George Scott

Personal information
- Full name: George Arbuthnot Scott
- Born: 12 April 1879 Wimbledon, London, England
- Died: 8 June 1927 (aged 48) Ore, Hastings, Sussex, England
- Batting: Right-handed
- Bowling: Right-arm fast
- Role: Bowler
- Relations: Father, Avison, cousin Elliot Tillard

Domestic team information
- 1900–01: Cambridge University
- First-class debut: 17 May 1900 Cambridge University v Yorkshire
- Last First-class: 25 May 1901 Cambridge University v Yorkshire

Career statistics
| Competition | First-class |
| Matches | 5 |
| Runs scored | 40 |
| Batting average | 6.66 |
| 100s/50s | –/– |
| Top score | 10 |
| Balls bowled | 570 |
| Wickets | 8 |
| Bowling average | 33.12 |
| 5 wickets in innings | 1 |
| 10 wickets in match | – |
| Best bowling | 5/72 |
| Catches/stumpings | –/– |
- Source: CricketArchive, 15 January 2011

= George Arbuthnot Scott =

English cricketer (1879–1927)

George Arbuthnot Scott (12 April 1879 - 8 June 1927) was a British first-class cricket player for Cambridge University in 1900 and 1901. He was born at Wimbledon, then in Surrey (now London), and died at Ore, Hastings, Sussex.

Educated at Tonbridge School and Emmanuel College, Cambridge, Scott was a right-arm fast bowler and a right-handed tail-end batsman. He played first for Cambridge University in 1900 and in his second match, against Marylebone Cricket Club (MCC), he took five first innings wickets for 72 runs, his wickets being five of the first six MCC batsmen. However, he achieved little in two subsequent games for the university side and did not win a blue. After the university term was over, he appeared in a second eleven match for Kent.

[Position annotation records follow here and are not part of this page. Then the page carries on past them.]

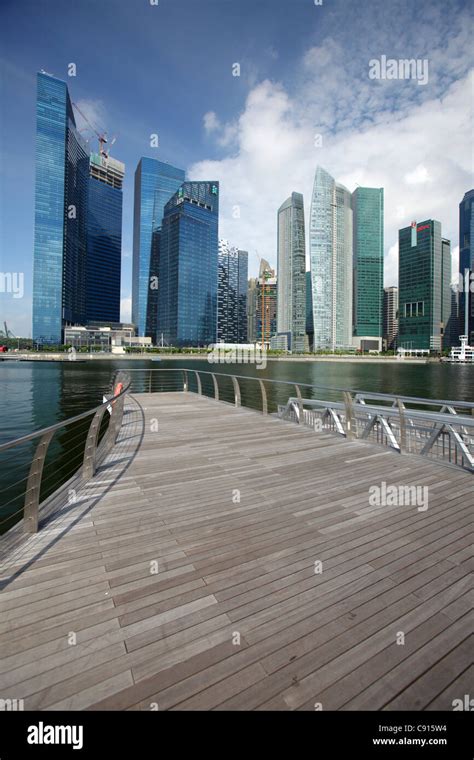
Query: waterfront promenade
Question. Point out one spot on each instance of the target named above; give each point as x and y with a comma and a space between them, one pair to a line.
221, 558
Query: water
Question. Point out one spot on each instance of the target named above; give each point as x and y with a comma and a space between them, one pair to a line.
37, 394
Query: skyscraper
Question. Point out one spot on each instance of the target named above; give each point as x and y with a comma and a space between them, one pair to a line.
424, 287
265, 304
104, 239
291, 314
331, 262
368, 216
466, 262
390, 317
155, 183
251, 309
309, 313
188, 266
62, 170
232, 294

In 1901, Scott was picked for the "seniors'" trial match at Cambridge, and did well, with seven wickets in the match. That led to his recall for one further first-class match with the university first eleven, but he was not successful, failing to take a wicket in the game. When the university term was over in 1901, he played Minor Counties cricket for Norfolk.

==Family==
Scott was the son of Avison Terry Scott, who had played first-class cricket for Cambridge University and Cambridgeshire in the 1860s and 1870s. His younger brother, Arthur Avison Scott, played one first-class match for the Royal Navy cricket team in 1912. Scott's mother was a Tillard: her brother, Scott's uncle, Charles Tillard, played first-class cricket for Cambridge University and Surrey, and Charles' son Elliot Tillard, Scott's first cousin, played for the Europeans in the Bombay Triangular tournament in India and in 1912 for Somerset.